Il merito della questione

Ma se il Partito Democratico querelerà davvero Beppe Grillo sembra un altro il punto più debole della questione. La frase contenuta nel post. Sostengono Renzi e Bonifazi che “Grillo non si è limitato alle polemiche, anche dure. Ha detto che su questa vicenda il Pd ‘è colluso e complice. Tutti con le mani sporche di petrolio e di soldi”. La frase nel post però, in quel punto, sembra riferirsi più al governo che al Partito Democratico:

La Guidi chiese l’avvallo della Boschi che – per blindarlo e assicurarsi che tutto andasse come doveva – inserì l’emendamento incriminato nel testo del maximendamento su cui poi, con il consenso del Bomba, pose la questione di fiducia.
Un meccanismo perfetto ai danni dei cittadini. Tutti collusi. Tutti complici. Con le mani sporche di petrolio e denaro.
Ora si capisce perchè il Pd ed il governo incitano illegalmente all’astensione sul referendum delle trivelle in programma il prossimo 17 aprile: intacca gli interessi delle compagnie petrolifere e tutela i cittadini e l’ambiente. Il Bomba non può permetterlo.

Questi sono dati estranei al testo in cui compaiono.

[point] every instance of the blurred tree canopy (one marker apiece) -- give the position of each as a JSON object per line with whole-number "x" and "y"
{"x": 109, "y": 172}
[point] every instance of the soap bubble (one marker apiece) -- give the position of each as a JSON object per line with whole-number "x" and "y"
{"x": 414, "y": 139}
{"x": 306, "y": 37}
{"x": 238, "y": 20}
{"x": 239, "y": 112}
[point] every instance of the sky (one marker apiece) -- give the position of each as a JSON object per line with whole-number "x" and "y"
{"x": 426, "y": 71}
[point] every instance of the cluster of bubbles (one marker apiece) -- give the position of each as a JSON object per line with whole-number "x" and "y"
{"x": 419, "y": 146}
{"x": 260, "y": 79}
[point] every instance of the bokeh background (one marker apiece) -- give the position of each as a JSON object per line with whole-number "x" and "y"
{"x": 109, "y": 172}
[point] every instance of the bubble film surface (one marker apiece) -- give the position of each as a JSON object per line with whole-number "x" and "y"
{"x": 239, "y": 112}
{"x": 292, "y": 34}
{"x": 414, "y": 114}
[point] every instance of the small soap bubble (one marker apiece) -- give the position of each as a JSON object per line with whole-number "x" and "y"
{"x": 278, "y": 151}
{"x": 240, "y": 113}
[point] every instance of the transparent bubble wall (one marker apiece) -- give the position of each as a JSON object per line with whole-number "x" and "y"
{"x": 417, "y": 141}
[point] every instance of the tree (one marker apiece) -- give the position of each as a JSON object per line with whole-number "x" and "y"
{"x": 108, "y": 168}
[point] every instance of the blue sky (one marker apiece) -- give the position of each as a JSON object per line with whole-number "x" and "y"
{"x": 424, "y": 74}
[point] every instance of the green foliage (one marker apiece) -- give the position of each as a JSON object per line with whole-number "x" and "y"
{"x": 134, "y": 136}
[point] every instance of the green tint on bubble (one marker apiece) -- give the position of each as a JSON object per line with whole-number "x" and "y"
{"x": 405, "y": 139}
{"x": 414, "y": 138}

La frase è riferita in primo luogo al governo e poi al Partito Democratico, di cui si dice – con molta fantasia – che incita all’astensione. Il collegamento non è esplicito anche se è logico: “ora si capisce perché” è una formula che potrebbe costituire l’attribuzione di un fatto determinato, tipica delle diffamazioni, ma anche essere giudicata come “non determinata” e chiamante in causa il governo, e non il PD. Ma soprattutto: il giudice e il pubblico ministero potrebbero anche pensare che tutto questo fa parte della dialettica politica e della critica legittima nei confronti di un avversario politico. Più in generale, rispondere con le querele nel momento in cui si è partito di maggioranza (relativa) e ci si trova al governo non ha invece molto senso. Bisognerebbe rispondere solo con i fatti.